Dalam rapat paripurna kemarin, Wakil Ketua DPR Fahri Hamzah selaku pimpinan sidang merujuk pada data absensi rapat menyatakan, kehadiran anggota dewan adalah 289 anggota dari total 560 anggota. Jumlah tersebut secara angka memang memenuhi kuorum. Namun, ketika dihitung secara manual, jumlah yang hadir hingga rapat dimulai beberapa saat, sekira pukul 12.18 hanya 102 anggota yang hadir.
Dengan tidak terpenuhinya kuorum, keabsahan pengesahan perubahan UU KPK pun diragukan. Wakil Ketua Komisi III DPR Desmond Mahesa mempersilakan masyarakat untuk bisa mengajukan peninjauan kembali (judicial review) di MK. "Ya gugat saja ke judicial review bahwa ini ilegal. Gitu saja. Gerindra mendukung," kata Desmond usai rapat.
Istana Kepresidenan juga tak mempermasalahkan keinginan sejumlah pihak mengajukan uji materi atas pengesahan revisi UU KPK ke MK. Kepala Staf Presiden Moeldoko menyebutkan, pengajuan uji materi merupakan hak publik dan pemerintah tidak ada wewenang membatasinya.
"Tapi yang paling penting, proses politik harus dilihat secara jernih supaya masyarakat tidak salah dalam melihat. Kalau nanti salah melihat, dari kacamata yang berbeda maka yang disalahkan hanya presiden, hanya pemerintah, ini nggak fair,\" kata Moeldoko di kantornya, Selasa (17/9).
DPR memang bekerja kilat dalam merevisi UU KPK ini. Baru dua kali melakukan pembahasan di panitia kerja dan rapat kerja, DPR resmi mengetok palu mengesahkan RUU KPK menjadi UU pada rapat paripurna ke-9 Masa Persidangan I 2019-2020, Selasa (17/9).
"Ya saya pikir ini udah final ya, apa yang dihasilkan oleh DPR dalam sebuah proses panjang untuk melakukan revisi UU KPK. Jadi walau apa itu, kritik dan masukan, dan seterusnya pada akhirnya revisi sekarang ini sudah selesai," kata Moeldoko.

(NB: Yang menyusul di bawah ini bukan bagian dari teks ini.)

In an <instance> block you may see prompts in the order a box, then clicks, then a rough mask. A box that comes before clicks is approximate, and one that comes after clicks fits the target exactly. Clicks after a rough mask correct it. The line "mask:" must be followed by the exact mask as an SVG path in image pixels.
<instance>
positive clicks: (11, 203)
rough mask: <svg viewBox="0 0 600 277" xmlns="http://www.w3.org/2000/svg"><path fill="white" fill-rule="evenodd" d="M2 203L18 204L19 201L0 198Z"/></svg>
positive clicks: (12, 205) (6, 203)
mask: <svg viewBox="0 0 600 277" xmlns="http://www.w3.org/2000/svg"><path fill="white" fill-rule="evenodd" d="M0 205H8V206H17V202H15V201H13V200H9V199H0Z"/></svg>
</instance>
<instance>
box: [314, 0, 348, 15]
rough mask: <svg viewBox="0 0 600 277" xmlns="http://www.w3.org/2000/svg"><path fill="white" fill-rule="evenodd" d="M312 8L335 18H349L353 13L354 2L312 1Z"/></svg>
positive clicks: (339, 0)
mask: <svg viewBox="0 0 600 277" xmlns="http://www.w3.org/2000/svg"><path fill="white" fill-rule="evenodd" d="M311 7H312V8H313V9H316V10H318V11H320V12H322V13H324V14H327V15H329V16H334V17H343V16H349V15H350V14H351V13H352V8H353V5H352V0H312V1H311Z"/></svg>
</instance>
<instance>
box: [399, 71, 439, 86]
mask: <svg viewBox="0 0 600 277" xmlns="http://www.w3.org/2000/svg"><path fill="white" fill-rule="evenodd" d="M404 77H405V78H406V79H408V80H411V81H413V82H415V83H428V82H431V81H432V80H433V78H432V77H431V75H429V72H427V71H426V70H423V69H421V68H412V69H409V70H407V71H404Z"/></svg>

Pengamat hukum tata negara Hifdzil Alim menilai, perubahan pasal di UU KPK berpotensi besar dibatalkan di MK. Salah satunya, menurut dia, adalah poin perubahan pasal di UU KPK yang menyebut KPK sebagai lembaga negara yang masuk dalam rumpun eksekutif. "Setahu saya itu bertentangan dengan putusan MK bahwa rumpun kekuasaan KPK yudikatif meskipun mungkin ada pertentangan," ujar Hifdzil yang juga direktur HICON Law & Policy Strategic, kemarin.
Hifdzil mengatakan, perubahan pasal UU KPK yang menyatakan pegawai KPK akan berstatus pegawai sipil negara (PNS) juga berpotensi bisa dibatalkan MK. Dalam putusan sebelumnya, MK menyebut KPK sebagai lembaga independen dan bebas dari intervensi dan pengaruh kekuasaan mana pun dalam melaksanakan tugas dan wewenangnya.
Sedangkan pengajar hukum tata negara Universitas Indonesia (UI) Mohammad Novrizal Bahar mengatakan, uji materiil dan uji formil sama-sama bisa dilakukan terhadap revisi UU KPK. Namun, keduanya membutuhkan serangkaian mekanisme terlebih dulu.
"Hanya saja, selama ini kalau uji formil itu kan belum pernah diterima ya. Kalau uji materi itu tetap bisa kita ajukan terlebih selama ini memang kita tidak setuju dengan isi revisi UU tersebut," ujar Novrizal di Depok, kemarin.
Terkait uji materi, menurut dia, harus ada pihak yang memiliki kedudukan legal sebagai pemohon uji materi. Sedangkan uji formil bisa dilakukan jika dalam proses pembuatan revisi UU KPK ada sejumlah proses yang dilanggar. "Atau kalau tidak sesuai dengan UU Nomor 12 Tahun 2011 tentang Pembentukan Aturan Perundangan," kata dia.
Dosen Hukum Tata Negara UIN Syarif Hidayatullah Ismail Hasani menyebut, revisi UU KPK belakangan merupakan praktik terburuk legislasi dalam sejarah parlemen Indonesia pascareformasi. Dia menyatakan, selain cacat formil, proses pembahasan UU KPK sama sekali tidak melibatkan stakeholders alias pemangku kebijakan yang justru akan menjalankan UU KPK.
"Padahal KPK adalah institusi yang paling terkena dampak dari keberlakuan UU hasil revisi ini," kata Ismail dalam keterangannya, Selasa (17/9).